Lui così ha il tempo di aggirare il nemico e dare un secondo colpo di mano, sempre di piatto, contro un punto preciso della nuca; ormai conosce i nervi con una tale precisione da percepire, quasi, il momento in cui li colpisce e in cui reagiscono al suo tocco. Non si sorprende, quindi, di vedere l’altro crollare a terra.
«Dietro!» esclama Jun, conciso nell’unica indicazione davvero necessaria da dare in quel momento. Hiyori si sposta sulla sinistra, mosso da cieca fiducia, e vede una fiammata passargli di fianco. Anche Jun l’ha evitata a propria volta e sta già scattando verso l’altro ability user. Rischia quasi un colpo in pieno viso e vederlo porta Hiyori a irrigidirsi, ma quando nota che non c’è reale pericolo non perde ulteriore tempo: si muove veloce e silenzioso, e se avesse il tempo di ricordare le parole del suo maestro capirebbe quanto erano veritiere e ponderate - io insegno l’arte di uccidere, ma la volontà di farlo dipende dalla persona. Tu però sei il mio allievo più pericoloso, perché tutto il tuo corpo è naturalmente portato all’uccisione, e se l’unica cosa che lo frena dovesse venire meno avrei creato un mostro, non un uomo che può scegliere.
E’ questione di un attimo: il mutante lo percepisce e sferra un colpo che lui para per un soffio. Jun lo colpisce alle gambe e lo distrae, e per questo diventa il bersaglio di una nuova fiammata ma Hiyori lo anticipa. Basta la pressione di due dita, come un solletico appena più incisivo; due dita in due diverse zone tra la base del collo e la carotide e quello si accascia, prima scosso da un paio di convulsioni e poi soffocato, le mani alla gola nel disperato tentativo di liberare le vie respiratorie senza successo, fino a che non esala l’ultimo respiro.

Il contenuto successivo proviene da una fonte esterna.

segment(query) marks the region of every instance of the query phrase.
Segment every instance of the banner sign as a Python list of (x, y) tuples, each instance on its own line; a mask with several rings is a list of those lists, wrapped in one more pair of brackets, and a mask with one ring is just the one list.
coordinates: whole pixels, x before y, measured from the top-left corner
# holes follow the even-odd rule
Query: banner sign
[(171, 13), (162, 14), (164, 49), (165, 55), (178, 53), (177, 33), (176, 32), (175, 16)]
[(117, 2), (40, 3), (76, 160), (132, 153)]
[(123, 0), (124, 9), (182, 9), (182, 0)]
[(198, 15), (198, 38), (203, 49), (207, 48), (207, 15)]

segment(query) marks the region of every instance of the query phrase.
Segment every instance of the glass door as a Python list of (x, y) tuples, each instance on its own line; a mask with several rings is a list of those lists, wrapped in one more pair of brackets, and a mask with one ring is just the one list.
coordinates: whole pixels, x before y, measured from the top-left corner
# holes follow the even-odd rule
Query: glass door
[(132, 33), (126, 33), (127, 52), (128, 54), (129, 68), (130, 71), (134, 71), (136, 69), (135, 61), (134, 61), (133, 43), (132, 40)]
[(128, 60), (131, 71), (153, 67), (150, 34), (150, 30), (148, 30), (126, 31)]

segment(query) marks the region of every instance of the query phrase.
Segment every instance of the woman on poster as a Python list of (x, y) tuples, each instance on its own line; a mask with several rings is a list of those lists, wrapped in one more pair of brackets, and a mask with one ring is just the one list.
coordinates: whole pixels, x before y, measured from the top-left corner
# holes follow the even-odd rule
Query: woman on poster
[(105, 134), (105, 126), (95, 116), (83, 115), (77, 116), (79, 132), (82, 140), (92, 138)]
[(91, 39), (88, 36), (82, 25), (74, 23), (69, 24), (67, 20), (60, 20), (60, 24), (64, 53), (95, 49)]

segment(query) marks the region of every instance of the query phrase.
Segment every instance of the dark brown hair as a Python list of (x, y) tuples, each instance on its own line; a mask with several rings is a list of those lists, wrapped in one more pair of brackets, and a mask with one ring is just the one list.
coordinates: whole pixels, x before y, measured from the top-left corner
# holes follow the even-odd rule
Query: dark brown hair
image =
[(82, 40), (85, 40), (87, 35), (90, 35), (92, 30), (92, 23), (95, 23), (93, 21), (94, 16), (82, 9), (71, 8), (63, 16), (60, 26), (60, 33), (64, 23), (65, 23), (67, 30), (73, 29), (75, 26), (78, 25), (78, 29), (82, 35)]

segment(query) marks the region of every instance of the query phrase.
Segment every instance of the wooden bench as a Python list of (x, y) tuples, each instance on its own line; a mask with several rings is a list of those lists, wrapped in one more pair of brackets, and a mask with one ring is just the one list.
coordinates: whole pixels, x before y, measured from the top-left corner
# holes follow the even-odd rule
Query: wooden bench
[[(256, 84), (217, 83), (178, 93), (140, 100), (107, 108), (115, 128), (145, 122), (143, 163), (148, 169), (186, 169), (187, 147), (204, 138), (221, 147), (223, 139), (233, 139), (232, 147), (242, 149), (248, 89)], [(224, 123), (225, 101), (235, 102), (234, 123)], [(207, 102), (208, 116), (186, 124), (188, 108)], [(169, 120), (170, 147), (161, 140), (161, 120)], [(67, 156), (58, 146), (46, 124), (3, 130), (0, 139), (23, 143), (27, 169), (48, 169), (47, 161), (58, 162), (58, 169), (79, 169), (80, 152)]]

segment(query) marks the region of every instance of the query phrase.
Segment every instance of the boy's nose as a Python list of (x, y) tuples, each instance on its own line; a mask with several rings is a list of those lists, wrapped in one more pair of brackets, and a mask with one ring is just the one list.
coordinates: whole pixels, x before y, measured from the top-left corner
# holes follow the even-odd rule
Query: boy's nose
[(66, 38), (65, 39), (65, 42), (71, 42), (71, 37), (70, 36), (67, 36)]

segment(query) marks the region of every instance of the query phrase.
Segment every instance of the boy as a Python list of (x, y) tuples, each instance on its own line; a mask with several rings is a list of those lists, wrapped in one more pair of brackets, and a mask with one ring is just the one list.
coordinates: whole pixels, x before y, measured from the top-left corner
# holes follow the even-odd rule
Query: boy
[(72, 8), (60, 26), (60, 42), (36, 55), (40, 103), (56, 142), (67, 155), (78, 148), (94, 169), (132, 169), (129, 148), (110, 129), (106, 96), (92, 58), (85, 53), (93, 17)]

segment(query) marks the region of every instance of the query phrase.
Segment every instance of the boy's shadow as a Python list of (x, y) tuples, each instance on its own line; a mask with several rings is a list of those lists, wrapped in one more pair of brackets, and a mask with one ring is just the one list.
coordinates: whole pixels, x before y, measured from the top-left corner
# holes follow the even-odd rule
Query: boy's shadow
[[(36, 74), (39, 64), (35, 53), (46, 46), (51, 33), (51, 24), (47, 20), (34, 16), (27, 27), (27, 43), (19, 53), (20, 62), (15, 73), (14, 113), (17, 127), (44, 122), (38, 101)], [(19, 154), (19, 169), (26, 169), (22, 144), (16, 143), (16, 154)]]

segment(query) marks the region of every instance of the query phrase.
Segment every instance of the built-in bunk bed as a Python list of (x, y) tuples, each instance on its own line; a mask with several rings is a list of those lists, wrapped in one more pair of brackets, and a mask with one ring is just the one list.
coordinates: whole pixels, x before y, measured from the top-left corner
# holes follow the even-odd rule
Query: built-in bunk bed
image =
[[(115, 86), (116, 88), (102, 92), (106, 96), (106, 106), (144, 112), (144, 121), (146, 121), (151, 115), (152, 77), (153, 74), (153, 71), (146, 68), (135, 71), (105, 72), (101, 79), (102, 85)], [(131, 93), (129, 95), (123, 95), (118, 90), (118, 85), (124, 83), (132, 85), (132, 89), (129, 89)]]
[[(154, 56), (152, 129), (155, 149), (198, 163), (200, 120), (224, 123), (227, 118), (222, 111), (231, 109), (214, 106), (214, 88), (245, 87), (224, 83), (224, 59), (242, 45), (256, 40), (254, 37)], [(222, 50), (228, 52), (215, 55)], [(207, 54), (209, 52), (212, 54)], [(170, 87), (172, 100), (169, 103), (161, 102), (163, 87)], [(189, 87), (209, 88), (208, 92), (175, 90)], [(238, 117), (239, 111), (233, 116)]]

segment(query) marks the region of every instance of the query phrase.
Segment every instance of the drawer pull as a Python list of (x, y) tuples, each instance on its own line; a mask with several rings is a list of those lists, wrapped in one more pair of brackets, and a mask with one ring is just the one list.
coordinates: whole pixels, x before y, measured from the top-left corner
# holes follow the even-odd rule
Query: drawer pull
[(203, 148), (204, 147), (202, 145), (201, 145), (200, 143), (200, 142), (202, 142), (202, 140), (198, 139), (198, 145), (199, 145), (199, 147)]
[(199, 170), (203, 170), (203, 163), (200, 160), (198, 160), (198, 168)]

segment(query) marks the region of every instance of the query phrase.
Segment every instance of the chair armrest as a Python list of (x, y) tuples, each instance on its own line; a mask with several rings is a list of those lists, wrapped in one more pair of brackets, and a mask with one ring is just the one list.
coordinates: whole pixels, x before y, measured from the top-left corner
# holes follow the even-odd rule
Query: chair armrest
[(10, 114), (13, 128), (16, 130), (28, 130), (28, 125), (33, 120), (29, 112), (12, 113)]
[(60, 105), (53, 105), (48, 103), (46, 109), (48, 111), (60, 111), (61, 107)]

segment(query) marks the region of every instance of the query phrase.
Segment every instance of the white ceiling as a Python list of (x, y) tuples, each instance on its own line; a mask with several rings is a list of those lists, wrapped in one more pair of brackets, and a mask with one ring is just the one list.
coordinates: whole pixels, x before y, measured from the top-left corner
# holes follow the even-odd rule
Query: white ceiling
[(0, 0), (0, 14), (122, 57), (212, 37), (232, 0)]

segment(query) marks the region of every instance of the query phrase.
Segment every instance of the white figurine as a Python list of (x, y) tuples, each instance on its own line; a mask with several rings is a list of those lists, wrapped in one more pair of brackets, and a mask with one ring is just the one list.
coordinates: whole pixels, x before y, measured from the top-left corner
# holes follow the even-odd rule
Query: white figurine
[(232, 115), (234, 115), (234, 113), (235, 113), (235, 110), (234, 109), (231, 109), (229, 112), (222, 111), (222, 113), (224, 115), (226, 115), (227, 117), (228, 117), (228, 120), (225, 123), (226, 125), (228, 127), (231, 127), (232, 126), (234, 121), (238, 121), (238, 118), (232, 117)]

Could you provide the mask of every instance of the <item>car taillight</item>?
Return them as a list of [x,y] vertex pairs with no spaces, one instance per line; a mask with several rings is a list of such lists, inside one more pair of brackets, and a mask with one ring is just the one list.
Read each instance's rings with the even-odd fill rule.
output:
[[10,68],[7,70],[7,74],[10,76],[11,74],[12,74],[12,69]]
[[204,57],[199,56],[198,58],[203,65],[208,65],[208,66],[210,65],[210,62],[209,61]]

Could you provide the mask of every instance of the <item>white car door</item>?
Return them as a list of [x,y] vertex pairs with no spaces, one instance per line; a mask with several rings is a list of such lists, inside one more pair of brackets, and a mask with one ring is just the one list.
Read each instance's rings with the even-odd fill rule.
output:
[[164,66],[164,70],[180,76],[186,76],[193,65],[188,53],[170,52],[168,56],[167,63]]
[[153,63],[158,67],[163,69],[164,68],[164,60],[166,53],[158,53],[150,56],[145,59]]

Hiyori lo guarda morire come ha visto morire altre persone - non tutte per mano sua, ma qualcuna sì. Jun all’improvviso gli si scaglia contro, carica un pugno e lo sferra; gli sfiora appena la guancia, andando a colpire con forza l’uomo alle spalle di suo fratello.
«Andiamo.» lo incalza, con quella dolcezza di fondo che riesce a riservargli anche mentre si circondano di violenza e morte «La famiglia ha bisogno di noi.»
Hiyori annuisce, sebbene lo sguardo si ancora sul corpo senza vita ora steso ai suoi piedi; ha gli occhi sbarrati, e fa sempre l’effetto di una muta accusa eterna. Distoglie l’attenzione da lui solo quando la mano di Jun si posa di nuovo tra i suoi capelli, sostando lì un secondo più del necessario. Capisce l’intento di suo fratello di proteggerlo da tutti i mali del mondo, non soltanto quelli fisici ma anche quelli emotivi, soprattutto quelli che tende ad autoinfliggersi. Abbozza un sorriso breve, il rumore di un’esplosione non troppo lontana, nella direzione in cui hanno lasciato a combattere altri membri del gruppo.
Alzando lo sguardo mentre iniziano a correre in loro direzione, appollaiato su un edificio, Hiyori vede Mirai puntare e colpire senza alcuna esitazione all’idea di prendersi una, due, dieci vite.
Maestro, un uomo che sceglie di uccidere per proteggere è ancora considerabile un mostro?